Because Google is integrating vertically — designing chips, writing software to manage those chips, building data centers, and then training the models—they can solve systemic problems quickly (bureaucracy permitting) and cheaply. NVIDIA has eye-watering margins (75%) on their data center business, which all hyperscalers have to pay, except Google1. Indeed, it seems NVIDIA is in such high demand that they could get away with a higher margin, but this way, Sundar is not chasing after Jensen.
Some have speculated that Google’s TPUs are more expensive per FLOP/s than NVIDIA’s GPUs for the non-Googler consumer. If you are renting them using Google Cloud, this may be true (depending on the version). However, I would guess this has saved Google a ton of money: keep in mind that these TPUs are also used for other purposes, not just foundation models (e.g. real-time voice search). Overall, I think TPUv6 does well in cost per FLOP/s, depending on how the cloud pricing shakes out.

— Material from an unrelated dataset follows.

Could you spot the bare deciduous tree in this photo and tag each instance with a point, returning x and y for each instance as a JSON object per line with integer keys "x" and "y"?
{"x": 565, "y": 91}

Below is some data I collected on the prices as they compare to FP8 performance2. While FP8 may not be what is used on the B100, the comparison is still worth it.

If these chips are as good as they seem, why is no one running to Google to get their hands on them?

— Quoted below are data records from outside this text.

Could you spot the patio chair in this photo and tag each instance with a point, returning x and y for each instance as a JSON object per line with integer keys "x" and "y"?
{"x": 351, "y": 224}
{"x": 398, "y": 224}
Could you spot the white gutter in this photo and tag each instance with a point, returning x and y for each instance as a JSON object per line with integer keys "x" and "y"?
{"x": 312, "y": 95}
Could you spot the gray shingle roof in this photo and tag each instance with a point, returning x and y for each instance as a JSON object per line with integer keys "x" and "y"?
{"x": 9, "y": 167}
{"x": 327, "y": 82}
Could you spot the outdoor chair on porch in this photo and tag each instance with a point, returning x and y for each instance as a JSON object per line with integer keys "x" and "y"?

Where are all of the TPU customers?
There are existing customers, kind of. Anthropic and Apple both use TPUs for inference and training. Google invested $2B in Anthropic, so it is not exactly a normal customer. As for Apple, there are several reasons why they would go with Google: they have a good relationship (most of iCloud runs on Google Cloud, and Google is the default search engine on Apple), Google has higher availability than NVIDIA, and Apple possibly holds a grudge against NVIDIA.
Google also allows you to use TPUs through their cloud platform, but I suspect it only comprises a small amount of revenue for them.
So, why doesn’t Google have more TPU customers? It doesn’t want the business. It does not make sense for them to commercialize their chips to the extent that NVIDIA does. Unlike NVIDIA, which solely sells hardware, Google also builds foundation models. This means selling TPUs could cannibalize its own supply and give competitors access to an edge they’ve developed.
Plus, commercializing chips requires an entirely different skillset, one that Google has to develop over time. Teams of solution architects must be ready to help customers set up and use these chips, but also technicians and engineers to assist in setting up the data centers. This support infrastructure is crucial for enterprise adoption and is an area where NVIDIA excels due to its long history in the market.
Commercializing also comes with a fundamental trade-off: if they sell their chips, they lose the ability to fully customize their chips to their needs. It would need to cater to different customer configurations, diluting its competitive edge. They would also have to start selling and offering many of their data center innovations, which help the TPU be as good as it is.
With TPUs kept in-house, Google can boast the strong positives of vertically integrating, controlling access to the technology, have tight feedback loops for iterating quickly, while avoiding paying Nvidia margins.
Thanks to Wim Howson-Creutzberg for useful feedback, comments, and conversations.
This is a reason why Microsoft and Amazon are both developing in-house chips for training and inference. Meta has already developed inference chips.
Note the high uncertainty on the B100, as no cloud provider is currently listing their prices for it yet. This is not meant as an authoritative price estimate, just my best guess.